Clinical Diagnosis of Thrombocytopenia
Thrombocytopenia is clinically diagnosed by blood counts less than 80,000/µl, which increases the risk of prolonged bleeding in the absence of functional defects in the thrombocytes (thrombocytopathy).
Etiology of Thrombocytopenia
Thrombocytes are responsible for primary hemostasis in primary wound closure. Bleeding time can be significantly prolonged after injury due to defective or absent thrombocytes. Hematomas are common, as are nosebleeds and bleeding gums.
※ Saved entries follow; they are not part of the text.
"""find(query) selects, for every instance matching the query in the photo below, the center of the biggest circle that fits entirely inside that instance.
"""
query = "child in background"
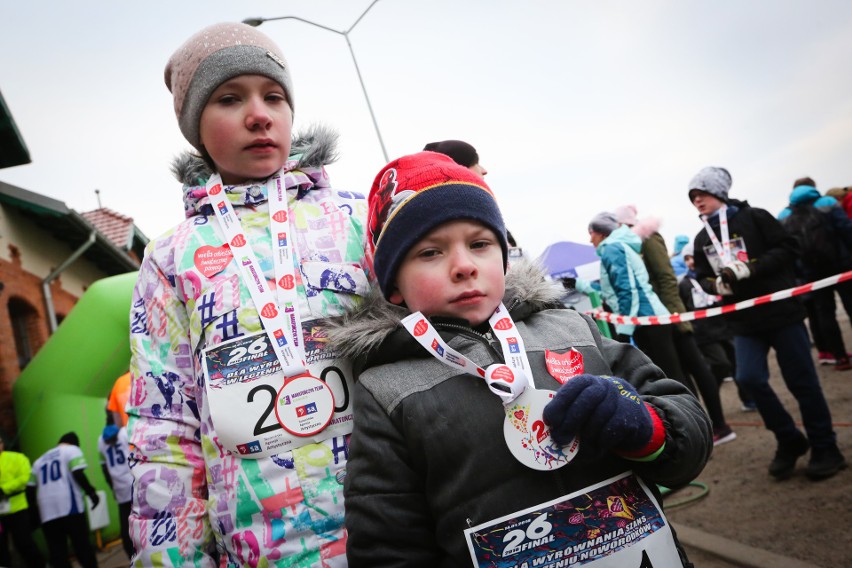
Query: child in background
(431, 478)
(223, 313)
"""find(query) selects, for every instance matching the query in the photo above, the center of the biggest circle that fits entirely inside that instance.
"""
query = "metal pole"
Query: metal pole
(258, 21)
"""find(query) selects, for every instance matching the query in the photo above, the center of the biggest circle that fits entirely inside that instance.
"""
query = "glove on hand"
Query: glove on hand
(722, 288)
(604, 412)
(737, 270)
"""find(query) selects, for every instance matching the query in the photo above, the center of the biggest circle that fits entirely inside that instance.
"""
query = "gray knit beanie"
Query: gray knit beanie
(712, 180)
(214, 55)
(604, 223)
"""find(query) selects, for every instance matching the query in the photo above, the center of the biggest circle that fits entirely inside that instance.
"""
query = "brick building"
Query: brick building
(49, 255)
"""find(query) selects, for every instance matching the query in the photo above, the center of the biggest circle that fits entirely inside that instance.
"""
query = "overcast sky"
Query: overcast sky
(574, 107)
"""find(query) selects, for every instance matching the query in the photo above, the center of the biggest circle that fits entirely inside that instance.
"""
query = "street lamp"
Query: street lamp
(257, 21)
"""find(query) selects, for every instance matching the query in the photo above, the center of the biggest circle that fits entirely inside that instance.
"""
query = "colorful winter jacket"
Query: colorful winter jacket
(624, 279)
(428, 456)
(194, 503)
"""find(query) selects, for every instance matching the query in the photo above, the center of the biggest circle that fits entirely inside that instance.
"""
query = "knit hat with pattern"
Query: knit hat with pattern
(214, 55)
(414, 194)
(712, 180)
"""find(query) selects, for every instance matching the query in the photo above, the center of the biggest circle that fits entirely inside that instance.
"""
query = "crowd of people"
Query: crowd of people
(320, 378)
(743, 252)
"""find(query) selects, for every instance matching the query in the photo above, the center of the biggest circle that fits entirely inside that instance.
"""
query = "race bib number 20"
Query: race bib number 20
(243, 378)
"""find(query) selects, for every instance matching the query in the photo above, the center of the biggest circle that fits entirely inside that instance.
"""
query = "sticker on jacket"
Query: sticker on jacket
(738, 252)
(612, 524)
(243, 378)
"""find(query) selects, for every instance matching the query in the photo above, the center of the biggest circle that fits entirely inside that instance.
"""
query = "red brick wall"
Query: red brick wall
(24, 287)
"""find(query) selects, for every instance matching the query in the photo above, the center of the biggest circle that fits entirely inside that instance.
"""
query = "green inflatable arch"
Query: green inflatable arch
(66, 385)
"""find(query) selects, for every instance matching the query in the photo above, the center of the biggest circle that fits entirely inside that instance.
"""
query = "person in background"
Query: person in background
(824, 233)
(626, 289)
(60, 480)
(844, 196)
(423, 492)
(14, 509)
(711, 334)
(461, 152)
(677, 262)
(115, 464)
(742, 253)
(664, 283)
(218, 479)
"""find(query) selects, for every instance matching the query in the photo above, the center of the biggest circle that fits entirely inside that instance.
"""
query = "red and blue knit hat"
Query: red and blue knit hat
(414, 194)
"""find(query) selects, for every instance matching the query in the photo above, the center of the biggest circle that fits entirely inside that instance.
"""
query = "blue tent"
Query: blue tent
(561, 259)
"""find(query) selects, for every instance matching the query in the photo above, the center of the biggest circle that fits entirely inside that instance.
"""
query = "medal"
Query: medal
(304, 405)
(526, 434)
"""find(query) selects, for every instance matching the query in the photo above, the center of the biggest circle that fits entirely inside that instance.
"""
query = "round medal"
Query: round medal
(528, 437)
(304, 405)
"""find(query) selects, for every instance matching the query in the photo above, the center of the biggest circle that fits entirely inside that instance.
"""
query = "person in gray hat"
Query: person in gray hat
(742, 253)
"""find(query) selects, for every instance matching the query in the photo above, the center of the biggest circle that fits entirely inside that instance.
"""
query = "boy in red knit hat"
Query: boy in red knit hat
(476, 393)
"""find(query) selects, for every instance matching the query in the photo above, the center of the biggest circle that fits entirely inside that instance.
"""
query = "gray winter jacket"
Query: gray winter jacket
(428, 458)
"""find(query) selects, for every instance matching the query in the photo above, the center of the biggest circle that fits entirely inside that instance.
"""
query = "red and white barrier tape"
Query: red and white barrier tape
(711, 312)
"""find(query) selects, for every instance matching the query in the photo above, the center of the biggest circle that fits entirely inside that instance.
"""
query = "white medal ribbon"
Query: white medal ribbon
(502, 380)
(281, 333)
(723, 249)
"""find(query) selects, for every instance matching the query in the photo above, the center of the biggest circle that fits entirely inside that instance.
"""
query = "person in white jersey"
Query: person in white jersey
(114, 450)
(58, 476)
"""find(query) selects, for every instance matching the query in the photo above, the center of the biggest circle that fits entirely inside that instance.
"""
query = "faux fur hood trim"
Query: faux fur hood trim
(365, 328)
(317, 146)
(646, 227)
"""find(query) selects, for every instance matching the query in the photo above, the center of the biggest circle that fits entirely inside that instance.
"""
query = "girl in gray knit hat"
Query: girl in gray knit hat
(228, 471)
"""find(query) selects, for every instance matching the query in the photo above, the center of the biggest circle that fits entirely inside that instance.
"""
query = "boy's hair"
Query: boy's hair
(414, 194)
(461, 152)
(212, 56)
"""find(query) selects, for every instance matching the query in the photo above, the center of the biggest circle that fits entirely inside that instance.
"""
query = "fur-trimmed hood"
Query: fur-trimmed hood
(312, 149)
(366, 328)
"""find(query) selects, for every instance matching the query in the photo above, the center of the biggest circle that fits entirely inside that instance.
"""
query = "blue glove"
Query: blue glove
(605, 412)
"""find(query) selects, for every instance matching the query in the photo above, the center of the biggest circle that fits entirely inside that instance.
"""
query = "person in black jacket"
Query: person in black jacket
(743, 253)
(441, 455)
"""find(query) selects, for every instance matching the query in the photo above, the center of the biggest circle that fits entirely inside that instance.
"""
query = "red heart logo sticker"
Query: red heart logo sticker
(212, 260)
(563, 366)
(420, 328)
(269, 311)
(503, 373)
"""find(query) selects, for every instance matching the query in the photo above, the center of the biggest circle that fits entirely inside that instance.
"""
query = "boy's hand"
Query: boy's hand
(737, 270)
(603, 411)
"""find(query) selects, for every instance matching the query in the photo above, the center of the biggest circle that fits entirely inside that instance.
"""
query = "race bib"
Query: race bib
(243, 379)
(612, 524)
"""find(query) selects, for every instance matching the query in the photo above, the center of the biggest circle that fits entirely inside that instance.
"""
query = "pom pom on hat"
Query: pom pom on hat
(626, 214)
(212, 56)
(462, 153)
(414, 194)
(712, 180)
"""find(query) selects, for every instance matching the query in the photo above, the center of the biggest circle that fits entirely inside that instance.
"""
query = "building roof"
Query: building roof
(73, 229)
(113, 225)
(13, 150)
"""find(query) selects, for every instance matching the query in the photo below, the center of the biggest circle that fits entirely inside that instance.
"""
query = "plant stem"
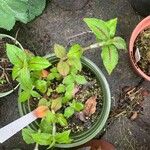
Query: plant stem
(53, 133)
(36, 146)
(93, 46)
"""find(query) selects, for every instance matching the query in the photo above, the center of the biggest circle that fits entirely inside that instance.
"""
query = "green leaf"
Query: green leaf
(19, 10)
(63, 138)
(68, 80)
(15, 72)
(56, 104)
(61, 120)
(110, 57)
(112, 24)
(69, 111)
(80, 79)
(24, 96)
(42, 138)
(60, 51)
(75, 51)
(16, 55)
(35, 94)
(75, 62)
(51, 76)
(10, 11)
(119, 43)
(38, 63)
(43, 102)
(24, 78)
(50, 117)
(78, 106)
(69, 91)
(63, 68)
(61, 88)
(98, 27)
(41, 85)
(45, 126)
(27, 135)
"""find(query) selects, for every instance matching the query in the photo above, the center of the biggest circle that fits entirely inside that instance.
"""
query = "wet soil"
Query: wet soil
(143, 44)
(79, 122)
(6, 82)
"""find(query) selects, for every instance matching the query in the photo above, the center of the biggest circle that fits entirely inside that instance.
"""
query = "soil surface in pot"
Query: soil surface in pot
(91, 92)
(6, 82)
(143, 44)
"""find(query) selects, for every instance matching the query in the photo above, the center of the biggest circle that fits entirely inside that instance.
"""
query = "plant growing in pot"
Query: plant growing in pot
(73, 89)
(139, 48)
(7, 83)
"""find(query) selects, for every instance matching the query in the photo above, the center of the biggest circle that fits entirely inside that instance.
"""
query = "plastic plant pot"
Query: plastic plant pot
(141, 6)
(71, 4)
(16, 43)
(144, 24)
(97, 128)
A wide spectrum of etiological factors are listed below:
|Formation defects||Congenital (Wiskott-Aldrich syndrome, TAR syndrome, Fanconi anemia)
Acquired (aplastic anemia, bone marrow disease, Vitamin B12- or folic acid deficiency)
|Shortened life expectancy||Antibody response (transfusion incident, hemolytic disease of the newborn, idiopathic thrombocytopenic purpura)
Coagulation (heparin-induced thrombocytopenia type II)
|Distribution anomalies||Splenomegaly, hypothermic anesthesia|
Furthermore, the status of thrombocytes is negatively affected by chemotherapy, radiotherapy, HIV-AIDS as well as leukemia.
Treatment of Thrombocytopenia
Thrombocytopenia is treated via transfusion of platelet concentrate. Prior to operative procedures, thrombocyte counts should be elevated to at least 50,000/µl to minimize the risk of heavy blood loss. Thrombocyte concentrates are either harvested from whole blood or via apheresis directly from the blood donor.